Сьюзан Грубар - Иуда: предатель или жертва?
Скептику, продолжающему страдать от не искупаемой боли и бедности, слова Иисуса кажутся в лучшем случае донкихотством, в худшем — плодом возбужденного рассудка.[362]В таком сценарии Иуда вовсе не стремится осознанно предать или навредить своему бесстрашному учителю, но понимает или чувствует (и даже страшится), что это необходимо сделать. Пользующийся доверием близкий друг, Иуда наделяется дискреционной силой сделать все от него зависящее, чтобы обеспечить успех Иисусу. Но по своему разумению, в силу своих способностей и представлений, Иуда оценивает ситуацию в духе, не согласующемся с тем, как видит ее Его обожаемый друг. И в данном случае для оценки роли Иуды в Драме Страстей Господних применим принцип прямой причинности, не сопряженной с нравственной ответственностью: возможно, двенадцатый апостол был виновен в неумышленном причинении вреда; но Иуда не продумывал или не осознавал полностью всех последствий своих действий. Справедливы или ошибочны его постоянные сомнения, но сознание, обремененное тлетворным знанием, страдает, пребывая в безрадостном состоянии постижения своей противоречивой линии поведения, но не видит выхода. В этом смысле Иуда-аномалия напоминает Иисуса, с которым он связан и который часто проявляет нерешительность и колебания по поводу той миссии, что Ему надлежит исполнить.
Подобная историческая траектория не только отображает нарастающую неопределенность в воззрениях на добро и всемогущество Бога и Сына Божьего, но и высвечивает растущую универсальность Иуды. Писатели все чаще обращаются к его воображаемому субъективному характеру для постижения человеческого состояния. Противоречивые портреты множатся. Двигаясь по своей траектории от бесславия к признанию, Иуда выступает то в роли виновного преследователя жертвы, то в роли невинной жертвы; то в роли любовника, то в роли человека ненавидимого; то в роли радикального борца, то в роли традиционного консерватора; то в роли проницательного, вдумчивого, сомневающегося, скептика, то пылкого, истового верующего. Но на всем своем пути он периодически, вновь и вновь, соотносится с Иисусом. Так как чрез такое соотнесение творческое сознание пытается разрешить вопрос о зле вреда. Но как в истории об измене противоположные друг другу Иисус и Иуда могут отражать друг друга? И что подобное соотнесение двух действующих лиц Драмы Страстей Господних говорит нам о зле или вреде?[363]
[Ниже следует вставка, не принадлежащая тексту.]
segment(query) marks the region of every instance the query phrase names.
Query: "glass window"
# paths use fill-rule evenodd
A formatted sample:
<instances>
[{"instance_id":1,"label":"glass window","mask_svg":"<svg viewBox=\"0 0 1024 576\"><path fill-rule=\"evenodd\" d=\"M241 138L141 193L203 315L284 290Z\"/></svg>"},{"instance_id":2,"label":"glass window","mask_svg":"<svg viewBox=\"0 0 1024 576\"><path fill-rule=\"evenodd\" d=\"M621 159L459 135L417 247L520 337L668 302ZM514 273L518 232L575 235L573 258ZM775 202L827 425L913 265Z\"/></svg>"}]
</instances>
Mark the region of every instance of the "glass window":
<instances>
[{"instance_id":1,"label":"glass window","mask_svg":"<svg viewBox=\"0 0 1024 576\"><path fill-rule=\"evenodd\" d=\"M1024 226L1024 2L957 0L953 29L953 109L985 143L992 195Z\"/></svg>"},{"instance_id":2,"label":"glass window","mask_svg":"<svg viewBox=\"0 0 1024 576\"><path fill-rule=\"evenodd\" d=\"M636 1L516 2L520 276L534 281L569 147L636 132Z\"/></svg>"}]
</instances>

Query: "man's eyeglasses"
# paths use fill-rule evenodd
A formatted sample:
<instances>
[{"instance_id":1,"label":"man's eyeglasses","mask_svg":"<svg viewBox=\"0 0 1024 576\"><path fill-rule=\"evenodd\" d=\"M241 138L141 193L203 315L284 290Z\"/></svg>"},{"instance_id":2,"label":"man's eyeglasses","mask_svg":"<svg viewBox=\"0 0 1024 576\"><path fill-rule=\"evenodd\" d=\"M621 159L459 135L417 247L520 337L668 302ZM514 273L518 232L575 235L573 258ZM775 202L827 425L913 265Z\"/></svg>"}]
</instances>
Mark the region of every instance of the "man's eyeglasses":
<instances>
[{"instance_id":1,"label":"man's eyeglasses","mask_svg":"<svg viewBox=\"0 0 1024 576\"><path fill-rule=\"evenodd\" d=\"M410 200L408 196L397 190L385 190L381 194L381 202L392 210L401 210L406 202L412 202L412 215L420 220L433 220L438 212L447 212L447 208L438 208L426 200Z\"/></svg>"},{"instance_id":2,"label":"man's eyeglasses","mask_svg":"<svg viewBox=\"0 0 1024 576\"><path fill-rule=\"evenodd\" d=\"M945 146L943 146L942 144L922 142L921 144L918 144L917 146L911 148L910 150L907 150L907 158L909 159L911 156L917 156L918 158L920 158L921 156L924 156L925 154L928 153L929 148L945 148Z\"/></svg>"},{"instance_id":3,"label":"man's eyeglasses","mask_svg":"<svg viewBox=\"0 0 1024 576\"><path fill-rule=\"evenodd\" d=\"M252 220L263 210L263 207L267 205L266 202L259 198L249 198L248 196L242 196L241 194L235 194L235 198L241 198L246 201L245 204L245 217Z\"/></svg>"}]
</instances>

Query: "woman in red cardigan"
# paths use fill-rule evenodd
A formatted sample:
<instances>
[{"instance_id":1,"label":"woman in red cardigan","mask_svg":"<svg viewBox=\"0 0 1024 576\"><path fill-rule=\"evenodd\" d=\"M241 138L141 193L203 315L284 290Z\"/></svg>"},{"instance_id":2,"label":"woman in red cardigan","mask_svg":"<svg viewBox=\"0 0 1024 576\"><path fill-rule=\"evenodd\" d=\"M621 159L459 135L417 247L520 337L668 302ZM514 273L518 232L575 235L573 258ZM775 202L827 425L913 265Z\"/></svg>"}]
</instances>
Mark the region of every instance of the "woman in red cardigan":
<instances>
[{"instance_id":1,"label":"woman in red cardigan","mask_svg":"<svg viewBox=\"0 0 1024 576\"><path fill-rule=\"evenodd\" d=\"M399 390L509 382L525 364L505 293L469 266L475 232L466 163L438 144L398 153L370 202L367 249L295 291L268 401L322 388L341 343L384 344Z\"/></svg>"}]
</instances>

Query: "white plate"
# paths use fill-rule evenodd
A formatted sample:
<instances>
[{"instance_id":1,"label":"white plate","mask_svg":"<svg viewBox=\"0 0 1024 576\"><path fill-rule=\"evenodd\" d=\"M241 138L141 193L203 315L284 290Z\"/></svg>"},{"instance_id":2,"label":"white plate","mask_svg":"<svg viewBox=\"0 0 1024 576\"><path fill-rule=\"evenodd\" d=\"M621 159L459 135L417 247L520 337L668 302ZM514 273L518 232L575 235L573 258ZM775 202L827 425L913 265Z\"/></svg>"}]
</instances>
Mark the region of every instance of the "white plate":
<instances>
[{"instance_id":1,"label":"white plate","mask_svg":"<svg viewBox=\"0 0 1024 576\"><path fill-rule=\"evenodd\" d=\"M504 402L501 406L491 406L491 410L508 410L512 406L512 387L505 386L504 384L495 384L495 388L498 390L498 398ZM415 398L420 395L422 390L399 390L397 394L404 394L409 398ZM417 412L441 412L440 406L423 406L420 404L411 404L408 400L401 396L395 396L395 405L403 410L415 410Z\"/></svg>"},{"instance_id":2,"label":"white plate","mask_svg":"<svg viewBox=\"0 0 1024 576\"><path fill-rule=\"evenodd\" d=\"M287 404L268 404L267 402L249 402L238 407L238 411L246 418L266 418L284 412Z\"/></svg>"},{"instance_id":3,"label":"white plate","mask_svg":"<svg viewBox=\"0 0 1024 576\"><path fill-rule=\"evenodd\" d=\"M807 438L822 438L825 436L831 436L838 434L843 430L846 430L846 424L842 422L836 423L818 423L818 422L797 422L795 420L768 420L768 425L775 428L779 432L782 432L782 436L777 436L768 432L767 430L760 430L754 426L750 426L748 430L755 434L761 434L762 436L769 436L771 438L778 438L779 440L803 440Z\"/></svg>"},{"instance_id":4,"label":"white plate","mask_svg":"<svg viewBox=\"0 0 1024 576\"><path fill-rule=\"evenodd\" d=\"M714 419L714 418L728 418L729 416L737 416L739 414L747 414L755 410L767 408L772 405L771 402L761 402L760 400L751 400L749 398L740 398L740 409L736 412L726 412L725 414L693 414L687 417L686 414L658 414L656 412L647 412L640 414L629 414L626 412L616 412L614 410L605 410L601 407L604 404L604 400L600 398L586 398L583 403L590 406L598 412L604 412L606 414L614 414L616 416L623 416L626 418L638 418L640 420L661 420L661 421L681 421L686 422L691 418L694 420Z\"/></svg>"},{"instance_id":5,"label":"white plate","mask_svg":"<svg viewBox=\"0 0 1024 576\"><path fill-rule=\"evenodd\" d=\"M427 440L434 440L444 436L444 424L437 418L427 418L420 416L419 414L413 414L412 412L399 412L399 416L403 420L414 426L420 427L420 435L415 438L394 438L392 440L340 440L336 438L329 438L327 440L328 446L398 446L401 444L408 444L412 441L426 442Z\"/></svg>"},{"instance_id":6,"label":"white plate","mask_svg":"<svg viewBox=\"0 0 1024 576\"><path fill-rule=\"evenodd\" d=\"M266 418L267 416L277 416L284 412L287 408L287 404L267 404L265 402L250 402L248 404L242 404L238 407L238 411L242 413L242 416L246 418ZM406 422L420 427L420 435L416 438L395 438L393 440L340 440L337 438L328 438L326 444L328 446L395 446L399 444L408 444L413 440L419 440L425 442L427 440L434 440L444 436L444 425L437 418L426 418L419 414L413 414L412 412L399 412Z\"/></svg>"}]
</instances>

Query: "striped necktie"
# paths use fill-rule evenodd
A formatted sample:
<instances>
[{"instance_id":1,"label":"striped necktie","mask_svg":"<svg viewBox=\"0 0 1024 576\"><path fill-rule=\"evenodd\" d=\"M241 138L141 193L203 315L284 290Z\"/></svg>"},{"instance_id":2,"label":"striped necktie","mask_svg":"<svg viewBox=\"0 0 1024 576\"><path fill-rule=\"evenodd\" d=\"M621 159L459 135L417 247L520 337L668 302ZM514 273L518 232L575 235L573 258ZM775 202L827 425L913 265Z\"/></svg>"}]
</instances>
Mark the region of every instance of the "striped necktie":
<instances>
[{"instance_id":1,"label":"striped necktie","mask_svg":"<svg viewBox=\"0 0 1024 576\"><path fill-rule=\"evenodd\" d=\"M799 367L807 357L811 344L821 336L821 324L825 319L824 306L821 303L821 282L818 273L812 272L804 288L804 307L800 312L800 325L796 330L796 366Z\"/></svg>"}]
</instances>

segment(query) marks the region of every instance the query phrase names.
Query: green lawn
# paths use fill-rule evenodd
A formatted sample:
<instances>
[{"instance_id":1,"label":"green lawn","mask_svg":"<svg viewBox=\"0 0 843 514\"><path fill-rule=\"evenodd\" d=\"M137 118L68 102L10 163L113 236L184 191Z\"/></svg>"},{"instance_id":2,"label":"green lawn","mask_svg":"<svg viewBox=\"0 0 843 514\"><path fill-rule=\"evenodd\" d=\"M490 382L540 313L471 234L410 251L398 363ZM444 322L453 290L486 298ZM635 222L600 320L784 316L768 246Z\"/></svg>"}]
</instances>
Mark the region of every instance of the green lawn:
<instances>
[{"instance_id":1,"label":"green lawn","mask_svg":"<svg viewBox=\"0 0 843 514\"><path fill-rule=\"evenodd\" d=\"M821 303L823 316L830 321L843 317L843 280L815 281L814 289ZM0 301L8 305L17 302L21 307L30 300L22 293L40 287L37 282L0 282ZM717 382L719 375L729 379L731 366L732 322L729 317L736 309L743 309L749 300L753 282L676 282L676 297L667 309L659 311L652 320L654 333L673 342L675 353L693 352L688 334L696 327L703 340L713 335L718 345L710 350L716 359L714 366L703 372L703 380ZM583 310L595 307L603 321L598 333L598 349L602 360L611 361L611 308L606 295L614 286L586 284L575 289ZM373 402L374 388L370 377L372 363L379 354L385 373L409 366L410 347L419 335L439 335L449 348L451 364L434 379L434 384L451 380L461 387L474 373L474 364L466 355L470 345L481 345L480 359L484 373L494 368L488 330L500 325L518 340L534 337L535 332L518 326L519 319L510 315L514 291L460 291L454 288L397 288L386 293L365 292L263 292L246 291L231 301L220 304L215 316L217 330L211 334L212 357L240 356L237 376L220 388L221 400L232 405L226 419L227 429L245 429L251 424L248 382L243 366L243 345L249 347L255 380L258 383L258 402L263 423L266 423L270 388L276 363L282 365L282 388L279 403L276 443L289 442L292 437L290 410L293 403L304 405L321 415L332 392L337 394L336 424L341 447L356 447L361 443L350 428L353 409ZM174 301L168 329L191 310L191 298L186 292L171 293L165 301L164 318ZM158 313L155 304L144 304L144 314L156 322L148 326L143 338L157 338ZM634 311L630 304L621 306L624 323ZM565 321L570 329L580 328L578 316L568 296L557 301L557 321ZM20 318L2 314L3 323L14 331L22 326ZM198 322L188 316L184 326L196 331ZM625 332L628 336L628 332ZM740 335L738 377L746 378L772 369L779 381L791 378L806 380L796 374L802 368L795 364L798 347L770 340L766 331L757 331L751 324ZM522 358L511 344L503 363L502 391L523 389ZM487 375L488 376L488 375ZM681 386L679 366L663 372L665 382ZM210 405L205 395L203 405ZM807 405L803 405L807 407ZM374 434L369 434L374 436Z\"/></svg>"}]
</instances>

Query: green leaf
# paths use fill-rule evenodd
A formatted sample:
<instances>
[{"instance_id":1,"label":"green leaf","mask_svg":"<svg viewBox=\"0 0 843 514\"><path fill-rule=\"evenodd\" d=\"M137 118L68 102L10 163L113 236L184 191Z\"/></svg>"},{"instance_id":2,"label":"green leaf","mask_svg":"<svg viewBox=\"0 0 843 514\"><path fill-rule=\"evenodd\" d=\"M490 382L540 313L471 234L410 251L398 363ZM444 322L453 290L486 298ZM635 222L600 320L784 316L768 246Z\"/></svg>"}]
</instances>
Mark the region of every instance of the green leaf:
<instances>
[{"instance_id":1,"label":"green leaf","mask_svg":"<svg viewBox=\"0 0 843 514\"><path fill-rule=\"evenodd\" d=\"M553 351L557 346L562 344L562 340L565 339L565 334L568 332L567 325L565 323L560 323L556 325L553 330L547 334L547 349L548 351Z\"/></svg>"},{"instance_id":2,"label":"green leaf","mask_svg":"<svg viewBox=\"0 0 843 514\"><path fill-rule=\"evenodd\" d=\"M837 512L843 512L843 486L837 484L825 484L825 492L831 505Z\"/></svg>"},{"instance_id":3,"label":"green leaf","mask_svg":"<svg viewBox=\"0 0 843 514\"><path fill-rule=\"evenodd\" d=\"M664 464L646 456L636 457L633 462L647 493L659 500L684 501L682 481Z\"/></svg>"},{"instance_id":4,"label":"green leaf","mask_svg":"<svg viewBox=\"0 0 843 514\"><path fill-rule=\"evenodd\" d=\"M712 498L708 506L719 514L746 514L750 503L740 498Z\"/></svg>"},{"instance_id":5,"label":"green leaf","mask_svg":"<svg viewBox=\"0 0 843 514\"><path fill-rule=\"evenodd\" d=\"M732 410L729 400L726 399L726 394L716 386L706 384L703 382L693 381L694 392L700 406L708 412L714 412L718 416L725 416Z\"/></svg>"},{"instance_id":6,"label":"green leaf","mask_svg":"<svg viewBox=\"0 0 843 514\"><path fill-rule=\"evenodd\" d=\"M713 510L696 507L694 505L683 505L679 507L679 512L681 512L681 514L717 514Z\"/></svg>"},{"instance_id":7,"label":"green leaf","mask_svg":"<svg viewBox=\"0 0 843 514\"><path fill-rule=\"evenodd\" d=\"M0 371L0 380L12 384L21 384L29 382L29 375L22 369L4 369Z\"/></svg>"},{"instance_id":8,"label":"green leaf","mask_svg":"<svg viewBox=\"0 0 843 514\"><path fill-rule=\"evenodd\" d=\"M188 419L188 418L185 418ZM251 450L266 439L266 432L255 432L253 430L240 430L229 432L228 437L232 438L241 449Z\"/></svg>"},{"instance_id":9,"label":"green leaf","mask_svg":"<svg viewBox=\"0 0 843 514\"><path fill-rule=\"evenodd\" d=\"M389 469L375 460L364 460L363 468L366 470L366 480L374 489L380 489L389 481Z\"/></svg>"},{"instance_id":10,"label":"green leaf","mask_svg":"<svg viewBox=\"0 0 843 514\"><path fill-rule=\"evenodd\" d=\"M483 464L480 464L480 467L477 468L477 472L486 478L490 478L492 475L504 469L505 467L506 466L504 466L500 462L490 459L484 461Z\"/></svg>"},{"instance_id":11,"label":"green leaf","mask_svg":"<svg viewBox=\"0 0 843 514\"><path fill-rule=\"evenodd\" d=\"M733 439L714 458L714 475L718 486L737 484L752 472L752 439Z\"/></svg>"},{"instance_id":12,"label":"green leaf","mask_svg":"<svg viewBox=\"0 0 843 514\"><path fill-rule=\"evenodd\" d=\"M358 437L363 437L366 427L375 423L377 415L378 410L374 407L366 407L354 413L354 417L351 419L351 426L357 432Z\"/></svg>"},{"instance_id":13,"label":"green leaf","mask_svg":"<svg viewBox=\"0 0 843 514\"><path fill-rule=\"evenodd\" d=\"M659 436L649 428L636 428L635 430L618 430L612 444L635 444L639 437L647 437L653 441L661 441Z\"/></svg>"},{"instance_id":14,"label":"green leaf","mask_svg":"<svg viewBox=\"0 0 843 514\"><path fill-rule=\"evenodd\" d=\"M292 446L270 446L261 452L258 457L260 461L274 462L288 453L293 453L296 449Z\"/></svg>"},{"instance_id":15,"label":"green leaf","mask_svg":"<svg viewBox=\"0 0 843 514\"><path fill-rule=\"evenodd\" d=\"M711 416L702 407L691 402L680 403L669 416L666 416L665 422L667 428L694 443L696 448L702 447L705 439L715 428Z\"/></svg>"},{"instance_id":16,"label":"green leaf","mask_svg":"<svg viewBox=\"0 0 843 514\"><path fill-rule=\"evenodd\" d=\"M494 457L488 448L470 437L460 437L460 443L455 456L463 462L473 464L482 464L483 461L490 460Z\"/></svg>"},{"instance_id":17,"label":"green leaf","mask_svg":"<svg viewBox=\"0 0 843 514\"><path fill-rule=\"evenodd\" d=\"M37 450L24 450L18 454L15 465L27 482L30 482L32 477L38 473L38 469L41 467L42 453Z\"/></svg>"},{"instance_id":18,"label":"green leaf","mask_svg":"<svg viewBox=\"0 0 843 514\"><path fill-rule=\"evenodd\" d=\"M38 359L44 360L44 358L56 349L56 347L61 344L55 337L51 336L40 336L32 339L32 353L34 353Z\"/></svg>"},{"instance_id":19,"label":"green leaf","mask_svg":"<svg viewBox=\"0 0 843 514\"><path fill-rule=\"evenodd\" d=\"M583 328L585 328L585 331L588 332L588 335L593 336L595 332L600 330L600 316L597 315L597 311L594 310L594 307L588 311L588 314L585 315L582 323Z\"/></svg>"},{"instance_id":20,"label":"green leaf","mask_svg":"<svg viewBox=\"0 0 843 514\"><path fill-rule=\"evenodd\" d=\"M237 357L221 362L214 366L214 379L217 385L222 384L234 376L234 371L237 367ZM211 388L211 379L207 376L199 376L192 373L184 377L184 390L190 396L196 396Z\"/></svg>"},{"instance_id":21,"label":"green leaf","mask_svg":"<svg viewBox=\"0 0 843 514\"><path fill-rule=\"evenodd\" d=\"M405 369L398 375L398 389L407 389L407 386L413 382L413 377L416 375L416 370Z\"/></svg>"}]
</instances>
Зеркальное отражение позволяет вскрыть общность двух антагонистов и таким образом препятствует строгому разграничению категорий доверия (Иисус) и предательства (Иуда), как препятствует ему и тот факт, что вина и невиновность могут меняться местами с развертыванием исторической траектории. Сопоставление Иисуса и Иуды в Драме Страстей питается их схожестью, которую невозможно замолчать, их симметрией — пугающей, но явно подходящей для истории, в которой благо спасения проистекает из зла распятия. Бесчисленные переосмысления Драмы свидетельствуют о настоятельной и не проходящей потребности обвинить кого-нибудь, любого, за распятие Иисуса или за неискупленное состояние человечества — смерть, страдание, несправедливость, — о потребности найти преступника и подвергнуть его или ее жестокой критике. Этот «разыскиваемый преступник» есть «самый востребованный преступник».[364] Но на любом этапе исторической эволюции, выводящей Иуду из бесславия, соотнесение его с Иисусом доказывает, что возложить неопровержимое бремя вины на кого-либо, увы, невозможно. Даже самые необычные образы Иисуса и Иуды подтверждают потребность человеческого сознания закрепить за кем-то ответственность за распятие или за смертность, страдание, несправедливость и… невозможность сделать это. Иными словами, соотнесение понуждает прервать цикл поиска козла отпущения.[365]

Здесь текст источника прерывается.